Snakes prefer to avoid confrontation and are not aggressive by nature. In a court of law, they would not be condemned for defending themselves because most bites occur from our blunders—like poking or stepping on one, or testing fate in a snake-handling church. Over seven thousand snake bites from venomous species are reported in North America annually, of which only five or six become fatal. In Australia, home to the most venomous snakes, there are even fewer fatalities per head of population, but thousands of people die in India every year because medical care is insufficiently prompt or effective. We don’t have to exterminate snakes to save people from snakebites.

The only good snake is a live snake. A dead snake can no longer contribute to the good of the land as a slice of the food pyramid that dine on the lower orders while in turn being on the menu for top predators. They are friends to farmers and gardeners as ravenous predators of rodents that raid our crops and grain stores and which transmit Lyme disease, hantavirus, and plague in their fleas, ticks, and waste products. And for people with heart disease the venom of a rattlesnake has been used to engineer an antiplatelet drug (Eptifibatide).

We shouldn’t justify preserving snakes only when they help to satisfy our own needs. As wonders of nature, beautiful and mysterious, they deserve respect. But the sight of a snake more often triggers a tide of revulsion within us and the impulse to kill, as it did one hot day when a snake slither close to D.H. Lawrence who lay resting by a water trough.

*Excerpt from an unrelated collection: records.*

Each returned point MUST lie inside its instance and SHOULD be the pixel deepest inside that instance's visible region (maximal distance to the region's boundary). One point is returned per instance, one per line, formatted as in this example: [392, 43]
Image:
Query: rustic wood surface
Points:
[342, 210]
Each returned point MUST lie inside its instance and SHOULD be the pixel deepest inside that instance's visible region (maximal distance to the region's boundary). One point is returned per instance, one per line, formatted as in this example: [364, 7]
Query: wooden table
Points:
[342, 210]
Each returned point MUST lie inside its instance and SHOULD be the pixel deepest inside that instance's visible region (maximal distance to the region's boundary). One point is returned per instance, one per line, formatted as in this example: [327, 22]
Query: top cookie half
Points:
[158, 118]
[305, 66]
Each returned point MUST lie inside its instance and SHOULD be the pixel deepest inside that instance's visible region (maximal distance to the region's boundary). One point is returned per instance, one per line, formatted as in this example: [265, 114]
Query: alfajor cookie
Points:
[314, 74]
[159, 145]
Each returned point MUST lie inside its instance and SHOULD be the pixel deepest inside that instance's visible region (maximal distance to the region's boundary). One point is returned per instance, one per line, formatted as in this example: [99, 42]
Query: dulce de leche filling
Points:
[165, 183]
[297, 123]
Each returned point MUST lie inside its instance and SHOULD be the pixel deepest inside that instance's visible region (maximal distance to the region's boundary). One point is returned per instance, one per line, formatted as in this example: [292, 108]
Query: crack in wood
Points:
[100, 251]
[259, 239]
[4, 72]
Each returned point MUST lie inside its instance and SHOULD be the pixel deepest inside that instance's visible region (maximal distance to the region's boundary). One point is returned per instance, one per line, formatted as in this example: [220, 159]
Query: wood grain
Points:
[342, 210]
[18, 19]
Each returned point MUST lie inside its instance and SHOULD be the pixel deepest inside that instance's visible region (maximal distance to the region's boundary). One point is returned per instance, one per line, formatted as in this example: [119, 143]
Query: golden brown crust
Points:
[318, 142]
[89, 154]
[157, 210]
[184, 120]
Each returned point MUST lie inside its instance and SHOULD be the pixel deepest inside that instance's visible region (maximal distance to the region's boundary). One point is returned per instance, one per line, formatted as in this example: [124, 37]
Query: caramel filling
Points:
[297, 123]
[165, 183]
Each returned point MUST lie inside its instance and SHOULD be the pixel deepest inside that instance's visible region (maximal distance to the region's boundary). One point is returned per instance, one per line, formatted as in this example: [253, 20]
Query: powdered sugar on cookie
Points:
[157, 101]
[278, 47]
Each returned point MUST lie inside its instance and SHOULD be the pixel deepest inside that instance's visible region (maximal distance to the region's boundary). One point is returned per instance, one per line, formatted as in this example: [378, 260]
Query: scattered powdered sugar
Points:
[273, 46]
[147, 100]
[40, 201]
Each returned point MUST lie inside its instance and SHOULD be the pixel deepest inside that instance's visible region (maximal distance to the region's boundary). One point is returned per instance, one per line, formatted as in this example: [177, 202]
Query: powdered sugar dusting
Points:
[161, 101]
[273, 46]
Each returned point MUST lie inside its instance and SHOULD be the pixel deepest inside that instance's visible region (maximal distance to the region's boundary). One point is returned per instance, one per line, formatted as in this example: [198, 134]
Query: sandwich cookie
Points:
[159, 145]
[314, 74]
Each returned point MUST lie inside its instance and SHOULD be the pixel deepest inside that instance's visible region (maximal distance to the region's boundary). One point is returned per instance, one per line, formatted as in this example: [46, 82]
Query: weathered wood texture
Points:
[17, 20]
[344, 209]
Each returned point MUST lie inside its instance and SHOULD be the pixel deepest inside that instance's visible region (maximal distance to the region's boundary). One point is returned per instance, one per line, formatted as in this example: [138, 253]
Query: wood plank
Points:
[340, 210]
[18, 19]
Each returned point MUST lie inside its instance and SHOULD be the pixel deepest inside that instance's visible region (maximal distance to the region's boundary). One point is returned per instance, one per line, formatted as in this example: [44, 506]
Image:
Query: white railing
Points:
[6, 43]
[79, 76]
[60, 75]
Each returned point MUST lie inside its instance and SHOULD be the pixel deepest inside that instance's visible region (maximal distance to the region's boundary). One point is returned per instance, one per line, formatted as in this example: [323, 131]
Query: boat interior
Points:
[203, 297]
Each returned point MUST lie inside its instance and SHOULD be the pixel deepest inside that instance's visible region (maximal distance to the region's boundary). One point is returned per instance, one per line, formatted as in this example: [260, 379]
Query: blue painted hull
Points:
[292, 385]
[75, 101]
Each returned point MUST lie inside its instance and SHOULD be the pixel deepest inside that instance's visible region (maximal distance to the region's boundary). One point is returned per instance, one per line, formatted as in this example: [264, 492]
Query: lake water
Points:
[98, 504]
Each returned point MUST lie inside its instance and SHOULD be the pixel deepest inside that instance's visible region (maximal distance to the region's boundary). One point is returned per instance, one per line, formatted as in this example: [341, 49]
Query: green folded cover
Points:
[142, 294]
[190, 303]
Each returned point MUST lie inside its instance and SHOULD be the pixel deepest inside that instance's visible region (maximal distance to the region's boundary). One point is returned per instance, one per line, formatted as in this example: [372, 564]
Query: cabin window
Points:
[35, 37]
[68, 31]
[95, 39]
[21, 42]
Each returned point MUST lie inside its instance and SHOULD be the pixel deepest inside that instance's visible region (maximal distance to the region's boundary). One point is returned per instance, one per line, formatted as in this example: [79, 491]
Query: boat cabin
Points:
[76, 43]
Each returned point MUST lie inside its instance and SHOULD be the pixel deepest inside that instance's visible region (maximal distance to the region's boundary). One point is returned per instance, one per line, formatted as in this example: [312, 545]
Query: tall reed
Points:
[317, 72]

And as he put his head into that dreadful hole,
And as he slowly drew up, snake-easing his shoulders, and entered farther,
A sort of horror, a sort of protest against his withdrawing into that horrid black hole,
Deliberately going into the blackness, and slowly drawing himself after,
Overcame me now his back was turned…

 Then Lawrence threw a log at it… But as the creature disappeared his heart started warming to it, and he realized he was enjoying its company.

… immediately I regretted it.
I thought how paltry, how vulgar, what a mean act!
I despised myself and the voices of my accursed human education.
And I thought of the albatross
And I wished he would come back, my snake.

For he seemed to me again like a king,
Like a king in exile, uncrowned in the underworld,
Now due to be crowned again.
And so, I missed my chance with one of the lords of life.
And I have something to expiate: A pettiness.